A project which trialled a new approach to supporting people after breast cancer treatment at Stobhill Hospital has led to significant improvements in patient aftercare.
Patients participating in the trial were more than twice as likely (66% versus 24%) to say their needs were fully met when managing the side effects of treatment.
The pilot project at Stobhill also saw a 50% reduction in demand for follow-up consultant appointments.
It is now being rolled out to everyone who has finished treatment for breast cancer in Stobhill and is being embedded into everyday practice.
The project is part of the Scotland-wide Transforming Care After Treatment programme
(TCAT) – a partnership between NHSGGC, Macmillan Cancer Support, Scottish Government, NHS Scotland and local authorities.
It offered a new personalised model of medical follow-up to 150 women who had finished treatment for breast cancer. As part of the pilot, they were offered emotional, financial and practical support based on a detailed assessment of their individual needs.
Prior to the pilot, women who finished breast cancer treatment attended an annual mammogram and an appointment with a consultant.
The women involved in the pilot still attended the yearly mammogram. However, instead of an automatic consultant appointment they were offered a holistic needs assessment (HNA).
This was reviewed by a Clinical Nurse Specialist who, following a discussion with each woman then created an individual care plan and helped them access the most appropriate personalised support services.
This personalised approach to aftercare resulted in only 50% of the women being referred onto a consultant for follow-up.
It also led to an increase in referrals to emotional, financial and practical support services, and to NHS clinics for help managing side effects.

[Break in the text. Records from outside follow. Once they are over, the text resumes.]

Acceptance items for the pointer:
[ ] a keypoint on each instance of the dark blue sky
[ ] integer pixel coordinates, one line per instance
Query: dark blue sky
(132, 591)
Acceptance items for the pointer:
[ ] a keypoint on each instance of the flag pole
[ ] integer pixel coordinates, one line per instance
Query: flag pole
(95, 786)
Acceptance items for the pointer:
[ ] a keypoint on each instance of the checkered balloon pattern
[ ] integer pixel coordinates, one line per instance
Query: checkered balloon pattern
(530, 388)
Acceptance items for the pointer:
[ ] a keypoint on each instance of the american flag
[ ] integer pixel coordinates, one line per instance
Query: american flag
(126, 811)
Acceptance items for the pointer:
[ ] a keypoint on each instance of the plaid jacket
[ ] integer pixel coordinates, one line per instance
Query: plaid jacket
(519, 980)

Surveys of 34 women who received care before the new approach, and 46 women who took part in the pilot, found the new approach led to significant improvements in patient ratings of their care after treatment.
Women in the pilot rated their support after treatment at 8.9 out of ten, compared to an average of 6.5 from the pre-TCAT project women.

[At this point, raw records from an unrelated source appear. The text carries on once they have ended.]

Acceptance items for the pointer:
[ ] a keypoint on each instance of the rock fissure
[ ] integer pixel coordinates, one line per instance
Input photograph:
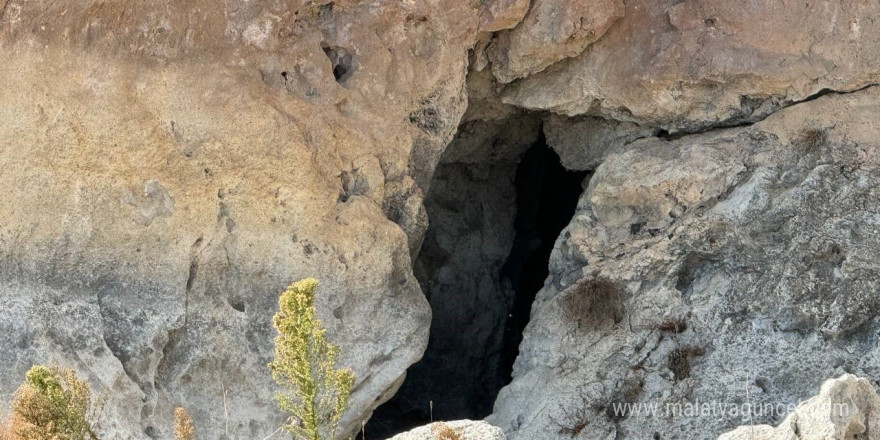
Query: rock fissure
(493, 222)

Two thirds (66%) of women in the pilot also said their needs were completely met when managing the consequences of treatment compared to just 24% of those who received the traditional model of follow-up care.
A review of the clinical histories of the women in the pilot found far fewer than the 50% who saw a consultant after treatment ended had a clinical reason to do so.
Keith Ogston, consultant surgeon at Stobhill Hospital, said: “This project has helped free up senior medical time. I am now able to offer patients with more complex needs an extended appointment time, while more straight-forward patients, who don’t necessarily need to see a doctor or medical consultant, can attend a mammogram and access other support that is relevant to their needs.”
Marion Macdonald, 58, from Glasgow, who was diagnosed with breast cancer in 2015, said: “The first time I came back after a year for a mammogram, I was asked if I wanted to see a consultant but I didn’t think I needed to. I was absolutely fine. All I wanted to know was that the mammogram was clear and that there were no concerns.
“I think if the clinical team’s appointments are used in a way that allows patients to access the service when they actually need it, it is a much better use of resources.
“This was my experience when a week before my last mammogram, I had some concerns. I phoned one of the nurse specialists and asked if I could see someone on the day of my mammogram. Within half-an-hour I was offered an appointment with the consultant that same day. Fortunately, I was cleared and I was able to go away confident that all was well.
“What more could you possible ask for in a National Health Service?”
Macmillan’s National Programme Manager Gordon McLean said: “I am really pleased patients found the project supportive. It is also good that it allowed consultants to spend more time with people who needed additional support and enabled patients to access this help quickly.
“I hope other health boards will look at the successes of this project and consider how its lessons can be used to improve care after treatment across Scotland.”